Last week, Mark Zuckerberg went on the Joe Rogan podcast looking like a surburban coke dealer’s favorite client, and said he believed companies need more ‘masculine energy’.
“I think a lot of the corporate world is pretty culturally neutered,” Zuckerberg said during his nearly three-hour conversation with Rogan, adding, “Masculine energy is good, and obviously, society has plenty of that, but I think corporate culture was really trying to get away from it.” Zuckerberg continued, “I think having a culture that celebrates the aggression a bit more has its own merits that are really positive.”
Sort of a weird quote but it all makes sense today at Donald Trump’s inauguration as Mark Zuckerberg brought all the masculine energy with him.
BREAKING: ZUCKERBERG CAUGHT LACKING AS PRESIDENT TRUMP IS SWORN IN pic.twitter.com/ObZFBZeJW9
— litquidity (@litcapital) January 20, 2025
oh my god 🤣 pic.twitter.com/lh1kTYCtdu
— Tiffany Fong (@TiffanyFong_) January 20, 2025
As Gandhi said: Be the change you want to see in the world.
But I don’t need to tell Zuckerberg this. I’m sure he has a Gandhi poster with this quote printed on the wall of the windowless warehouse he keeps his meta-programmers.
Mark Zuckerberg thinks the world doesn’t have enough horny men in it so no one should be surprised to see him staring at Jeff Bezos’s wife’s boobies like he’s trying to will an areola out.
To be honest, I’m not sure why anyone would want to attend the presidential inauguration—unless there’s like, a lit-ass party at night, coordinated by Sean Combs—but I do know Mark Zuckerberg went there to see some boobies.
If you notice, Zucks’s strange little A.I. wife is nowhere to be seen.
This is boy’s weekend for guys who can afford to purchase an MLB team.

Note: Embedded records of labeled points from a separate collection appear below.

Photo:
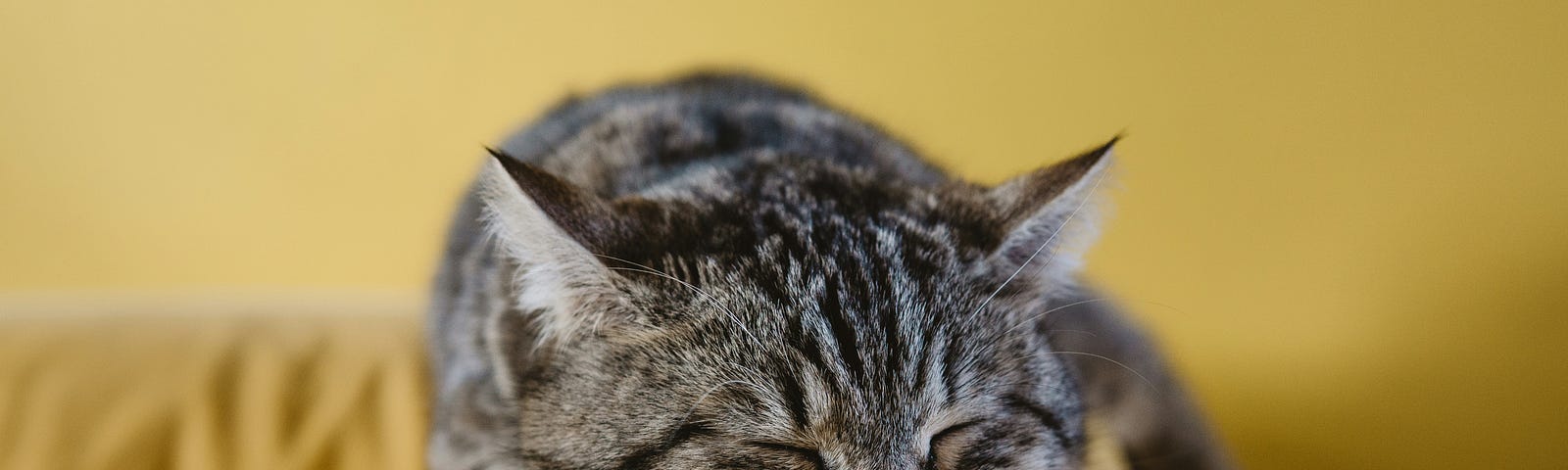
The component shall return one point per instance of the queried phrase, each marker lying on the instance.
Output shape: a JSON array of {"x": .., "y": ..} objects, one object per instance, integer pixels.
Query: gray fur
[{"x": 721, "y": 273}]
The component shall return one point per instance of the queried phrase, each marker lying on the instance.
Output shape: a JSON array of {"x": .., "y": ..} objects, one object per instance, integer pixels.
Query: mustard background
[{"x": 1346, "y": 219}]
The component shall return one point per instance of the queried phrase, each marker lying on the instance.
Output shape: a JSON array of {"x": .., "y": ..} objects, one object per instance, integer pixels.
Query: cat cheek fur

I’m just glad we all elected Donald Trump so we could finally have a president drain the swamp and rid this country of wealthy elitists—as he’s sworn in surrounded by Elon Musk, Mark Zuckerberg and Jeff Bezos—3 men who have complete control of like 95% of all media we consume and access to every single American citizen’s personal data that we absolutely could not, under any circumstances, allow into the hands of China.
Just the horny trillionaire who looks like the Tinder Swindler.
damn, Bezos’ fiancé really did full send with lingerie under her blazer god damn pic.twitter.com/Z5QijJm5RG
— stepfanie tyler (@wildbarestepf) January 20, 2025
And shout out to Lauren Sanchez—who looks like a demon who appears in your room if you masturbate too many times in a row, forcing you to sign a contract granting you amazing devil sex in exchange for your penis—for bringing that feminine energy.
In my headcanon, Lauren Sanchez arrived wearing just the bra and someone at the door made her wear the jacket in order to enter.
It sucks that she was robbed of her agency and couldn’t walk in boobies out but—*eyeroll*—look at the man we just elected. There is no country for women.